Search code examples
apache-flinkflink-streaming

Using external values as conditions in Apache Flink


I’m building an application which needs to aggregate measures coming from a series of sensors deployed in different areas. The measures are ingested using Kafka. I'm new to Flink but I already figured out how to aggregate events with a window and send them in a sink. However I also need to compare the aggregate values per area with thresholds (also per area) coming from an external db (in my case Postgres). These thresholds can also be updated over time or added whenever a new area is created. Any suggestion? Thanks euks


Solution

  • To stream in the thresholds from Postgres, you could set up a Table source connected to Postgres via debezium. https://www.youtube.com/watch?v=wRIQqgI1gLA is a good resource for learning about that. Or you could do a lookup join, with caching (if that's desirable).

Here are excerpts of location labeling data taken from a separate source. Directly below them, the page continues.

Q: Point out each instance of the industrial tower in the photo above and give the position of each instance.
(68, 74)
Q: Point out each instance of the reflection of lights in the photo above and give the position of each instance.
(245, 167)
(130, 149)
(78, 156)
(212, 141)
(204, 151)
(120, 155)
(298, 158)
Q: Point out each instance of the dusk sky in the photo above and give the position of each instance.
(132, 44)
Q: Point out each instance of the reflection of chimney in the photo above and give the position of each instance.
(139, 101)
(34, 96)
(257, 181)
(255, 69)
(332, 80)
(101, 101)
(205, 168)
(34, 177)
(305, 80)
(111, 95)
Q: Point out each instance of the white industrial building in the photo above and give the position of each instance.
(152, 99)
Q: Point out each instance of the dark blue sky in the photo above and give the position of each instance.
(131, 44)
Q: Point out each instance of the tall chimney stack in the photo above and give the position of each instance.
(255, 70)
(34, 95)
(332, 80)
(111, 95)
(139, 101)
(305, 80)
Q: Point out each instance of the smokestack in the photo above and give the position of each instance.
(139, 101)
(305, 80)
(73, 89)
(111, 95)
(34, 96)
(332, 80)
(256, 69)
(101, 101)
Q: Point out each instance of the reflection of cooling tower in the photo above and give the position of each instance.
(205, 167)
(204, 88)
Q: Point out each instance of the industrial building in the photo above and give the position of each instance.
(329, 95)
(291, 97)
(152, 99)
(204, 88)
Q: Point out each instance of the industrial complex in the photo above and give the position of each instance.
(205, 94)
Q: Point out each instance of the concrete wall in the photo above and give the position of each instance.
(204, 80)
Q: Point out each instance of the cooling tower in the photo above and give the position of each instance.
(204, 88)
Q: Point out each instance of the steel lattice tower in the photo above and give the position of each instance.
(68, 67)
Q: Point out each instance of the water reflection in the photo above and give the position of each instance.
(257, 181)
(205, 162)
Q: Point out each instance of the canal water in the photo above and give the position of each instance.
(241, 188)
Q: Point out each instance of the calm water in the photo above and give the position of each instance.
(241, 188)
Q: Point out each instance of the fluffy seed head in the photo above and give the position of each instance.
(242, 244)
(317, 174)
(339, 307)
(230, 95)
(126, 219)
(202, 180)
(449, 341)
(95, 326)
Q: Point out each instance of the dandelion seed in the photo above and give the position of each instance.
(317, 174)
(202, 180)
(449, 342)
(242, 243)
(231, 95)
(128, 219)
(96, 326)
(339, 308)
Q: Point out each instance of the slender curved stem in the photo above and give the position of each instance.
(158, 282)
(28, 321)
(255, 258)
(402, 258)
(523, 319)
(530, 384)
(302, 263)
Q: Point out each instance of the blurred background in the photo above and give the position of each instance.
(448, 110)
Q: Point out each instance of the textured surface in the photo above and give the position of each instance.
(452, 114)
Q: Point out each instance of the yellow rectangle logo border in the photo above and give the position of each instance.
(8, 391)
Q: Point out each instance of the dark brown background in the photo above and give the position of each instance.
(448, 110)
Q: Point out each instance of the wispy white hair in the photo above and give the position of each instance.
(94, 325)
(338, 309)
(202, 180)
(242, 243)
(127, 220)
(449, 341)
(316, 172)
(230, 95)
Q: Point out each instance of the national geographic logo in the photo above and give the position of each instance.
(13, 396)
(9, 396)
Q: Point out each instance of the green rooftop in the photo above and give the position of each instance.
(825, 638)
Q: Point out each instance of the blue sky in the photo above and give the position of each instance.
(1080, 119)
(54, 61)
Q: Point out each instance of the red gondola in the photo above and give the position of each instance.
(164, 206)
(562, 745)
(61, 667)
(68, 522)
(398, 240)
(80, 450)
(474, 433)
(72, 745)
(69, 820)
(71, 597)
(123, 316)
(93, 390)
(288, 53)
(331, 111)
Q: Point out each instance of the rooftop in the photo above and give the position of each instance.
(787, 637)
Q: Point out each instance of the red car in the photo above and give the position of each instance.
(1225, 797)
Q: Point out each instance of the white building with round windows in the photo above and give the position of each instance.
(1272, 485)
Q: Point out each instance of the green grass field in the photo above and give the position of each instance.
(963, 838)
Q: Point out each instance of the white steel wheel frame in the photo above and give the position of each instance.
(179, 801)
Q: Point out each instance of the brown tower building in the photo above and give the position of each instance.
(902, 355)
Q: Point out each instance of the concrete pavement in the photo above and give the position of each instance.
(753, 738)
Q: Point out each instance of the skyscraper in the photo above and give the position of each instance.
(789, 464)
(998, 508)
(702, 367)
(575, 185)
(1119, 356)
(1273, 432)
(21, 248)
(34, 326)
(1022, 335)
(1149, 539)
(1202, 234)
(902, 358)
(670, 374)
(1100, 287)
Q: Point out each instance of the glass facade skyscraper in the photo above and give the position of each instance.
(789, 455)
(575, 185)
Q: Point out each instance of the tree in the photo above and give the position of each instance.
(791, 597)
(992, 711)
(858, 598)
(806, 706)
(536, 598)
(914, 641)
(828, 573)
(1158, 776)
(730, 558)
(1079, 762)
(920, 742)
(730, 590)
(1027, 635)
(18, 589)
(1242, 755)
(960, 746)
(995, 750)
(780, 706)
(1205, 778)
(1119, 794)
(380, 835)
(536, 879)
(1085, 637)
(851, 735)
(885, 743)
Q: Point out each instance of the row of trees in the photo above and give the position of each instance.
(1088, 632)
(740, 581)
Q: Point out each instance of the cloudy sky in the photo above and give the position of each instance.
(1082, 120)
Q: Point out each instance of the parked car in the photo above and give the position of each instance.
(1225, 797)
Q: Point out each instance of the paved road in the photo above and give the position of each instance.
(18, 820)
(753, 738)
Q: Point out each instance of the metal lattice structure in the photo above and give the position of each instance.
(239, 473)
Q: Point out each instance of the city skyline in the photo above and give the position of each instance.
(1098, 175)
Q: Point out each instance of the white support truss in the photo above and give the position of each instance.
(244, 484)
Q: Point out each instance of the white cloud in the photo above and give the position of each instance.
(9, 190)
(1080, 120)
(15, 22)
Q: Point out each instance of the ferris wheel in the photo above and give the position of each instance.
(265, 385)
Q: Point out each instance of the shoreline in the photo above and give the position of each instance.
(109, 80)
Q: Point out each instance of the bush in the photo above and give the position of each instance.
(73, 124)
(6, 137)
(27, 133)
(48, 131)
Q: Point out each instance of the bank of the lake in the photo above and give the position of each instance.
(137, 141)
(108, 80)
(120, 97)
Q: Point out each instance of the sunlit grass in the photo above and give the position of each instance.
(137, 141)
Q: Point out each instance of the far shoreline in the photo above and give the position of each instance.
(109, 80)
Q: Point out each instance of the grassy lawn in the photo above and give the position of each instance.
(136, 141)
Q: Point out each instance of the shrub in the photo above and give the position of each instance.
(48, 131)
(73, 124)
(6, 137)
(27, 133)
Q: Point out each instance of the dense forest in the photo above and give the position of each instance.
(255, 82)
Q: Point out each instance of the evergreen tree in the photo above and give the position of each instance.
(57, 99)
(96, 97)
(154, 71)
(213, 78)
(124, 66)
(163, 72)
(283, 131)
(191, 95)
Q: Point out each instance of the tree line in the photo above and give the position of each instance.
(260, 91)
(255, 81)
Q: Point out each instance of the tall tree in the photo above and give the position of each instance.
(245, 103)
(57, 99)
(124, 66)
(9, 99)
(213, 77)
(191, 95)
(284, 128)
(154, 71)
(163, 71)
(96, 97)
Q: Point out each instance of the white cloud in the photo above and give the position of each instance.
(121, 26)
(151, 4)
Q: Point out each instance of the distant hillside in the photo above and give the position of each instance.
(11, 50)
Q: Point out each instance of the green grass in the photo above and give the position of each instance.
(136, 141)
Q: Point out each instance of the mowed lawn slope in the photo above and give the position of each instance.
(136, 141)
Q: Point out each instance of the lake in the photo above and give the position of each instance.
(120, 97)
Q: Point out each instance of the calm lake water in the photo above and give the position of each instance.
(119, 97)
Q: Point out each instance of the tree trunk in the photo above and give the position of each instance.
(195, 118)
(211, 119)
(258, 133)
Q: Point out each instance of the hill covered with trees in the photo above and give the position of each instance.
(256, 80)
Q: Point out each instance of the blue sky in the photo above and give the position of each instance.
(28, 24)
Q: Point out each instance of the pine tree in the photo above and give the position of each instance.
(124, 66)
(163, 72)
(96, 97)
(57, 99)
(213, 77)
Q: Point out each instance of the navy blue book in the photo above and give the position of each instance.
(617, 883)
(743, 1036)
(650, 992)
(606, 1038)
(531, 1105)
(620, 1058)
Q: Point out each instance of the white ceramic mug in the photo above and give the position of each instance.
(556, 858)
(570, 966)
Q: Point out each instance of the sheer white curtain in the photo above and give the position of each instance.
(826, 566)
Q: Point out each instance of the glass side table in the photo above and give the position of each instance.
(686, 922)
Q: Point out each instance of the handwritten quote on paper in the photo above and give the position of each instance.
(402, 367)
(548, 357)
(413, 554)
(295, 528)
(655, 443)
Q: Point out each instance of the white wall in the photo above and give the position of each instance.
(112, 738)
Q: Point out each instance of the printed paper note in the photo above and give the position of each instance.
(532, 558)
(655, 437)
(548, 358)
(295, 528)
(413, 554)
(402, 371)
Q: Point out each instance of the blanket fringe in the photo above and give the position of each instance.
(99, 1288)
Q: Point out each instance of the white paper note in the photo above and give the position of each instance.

    Once you've got the thresholds streaming in, then you can, for example, model the changelog stream of thresholds as a versioned table, and use a temporal join to combine it with the primary stream.

    If for some reason that doesn't get you what you want, you could convert the dynamic tables to DataStreams, and use a KeyedCoProcessFunction to implement a lower-level solution (more work but more flexible). Or if there is no shared key between the two data sources, you can instead broadcast the thresholds.